Click on images to enlarge

 


This article is copyrighted.  The information is freely given, but please credit the web site and author as your source when using the material.

 

            After someone brutally murdered Gloria Escobedo’s 22 year-old son in the summer of 2003, the San Antonio Express-News personalized her loss by reporting that “during his jail stays, Andrew Escobedo painted elaborate images on handkerchiefs, including one with hearts and roses that he sent his mother on Mother’s Day.”

            Such expressions of faith and love on handkerchiefs, called “pañuelos,” probably originated in the 1940s among Mexicans incarcerated in Texas jails.  The indigenous art has flourished among inmates, and it continues to be the artistic domain of Catholic-Hispanic males.  As an example, an artist used a Fruit of the Loom handkerchief to depict Juan Diego kneeling before the Virgin, with the Basilica of Guadalupe in the background. The prisoner inscribed the drawing a week before Christmas, “To my loving Mom and Dad with love, your son, Juan D. Gonzales, 12-17-76.”

            Prison artists still send pañuelos to family members and loved ones, but over the years handkerchief art has spread to prisoners of other ethnic backgrounds throughout the United States. Prisoners often trade them with other inmates or sell them on the outside for spending money.  In fact, pañuelos are so popular that art galleries are displaying and selling them, and museums are mounting exhibitions of these expressive little squares of cotton fabric.  On any given day, electronic visitors to eBay, the leading auction site on the World Wide Web, can find at least a dozen pañuelos posted for sale.  Several additional Internet sites feature them as prison art.  Prices range from about $10 to $60, or even more if serious collectors of folk art are competing for the finest examples.

            Although a prisoner’s body may be strictly confined, art can set his imagination free to roam a limitless range of memories, words and images.   Pañuelos provide a powerful medium for the inmate to express himself, relieve the stress and boredom of being locked up, and assert his personal beliefs and identity.  In the case of Tejanos and other Mexican-Americans, pañuelos represent their pride in being Mexican.  In a highly original montage of Pre-Columbian and Spanish Colonial images,  inmate S. Flores Duarte boldly depicted the Conquest of Mexico as the Birth of the Mestizo: 

 

 

“On this spot on August 13, 1521 the Aztec forces bravely led by Cuauhtemoc, fell to the power of Hernan Cortez and the Spanish army, it was neither a defeat nor a victory, but rather the painful birth of the Mestizo People Who are Mexicanos.”

 

 

            Ed Jordan, a “super collector” of folk art, jokingly asked when he first saw a decorated handkerchief, “But what if I have to blow my nose?  How will I wash it?”  (Making a pañuelo is considered an “art” and not a “craft” because the handkerchiefs serve an aesthetic function rather than a practical or utilitarian one.)  His joke wasn’t the best way for an Anglo to begin the semester in a place where handkerchief art was already thriving outside of the classroom. 
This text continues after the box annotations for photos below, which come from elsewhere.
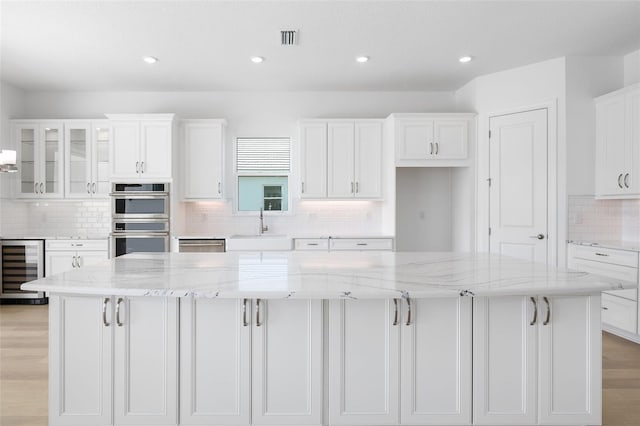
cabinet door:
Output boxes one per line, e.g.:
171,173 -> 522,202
251,300 -> 323,425
433,120 -> 469,160
400,297 -> 471,425
114,297 -> 178,425
596,96 -> 631,195
300,123 -> 327,198
355,122 -> 382,198
180,298 -> 251,425
49,296 -> 114,426
329,299 -> 401,425
538,295 -> 602,425
64,122 -> 93,198
45,251 -> 76,277
182,123 -> 223,199
91,121 -> 111,198
327,123 -> 355,198
110,121 -> 140,178
140,121 -> 172,179
396,119 -> 434,160
473,296 -> 539,425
            A commercial artist in Austin, Texas, Jordan had been hired by Blinn College in Brenham to teach at its auxiliary campus….the federal prison in Bastrop, Texas.  Jordan says that the experience was the “best five years of my life.”  He quickly enlisted a talented inmate named Paul Young as his assistant.  (Personal interviews and correspondence with the two men are a primary source of information for this article.  Several current or retired officials with the Texas Department of Criminal Justice also have been helpful.)  Paul Young, now deceased, finished serving his prison time and began working from the “Young at Art Studio” in San Antonio, where he taught art as a way of building confidence and self-esteem in released prisoners who are adapting to a world outside the prison walls.  After Jordan’s job at the federal prison ended, he began avidly collecting pañuelos.  Many pieces illustrating this article came from his extensive collection.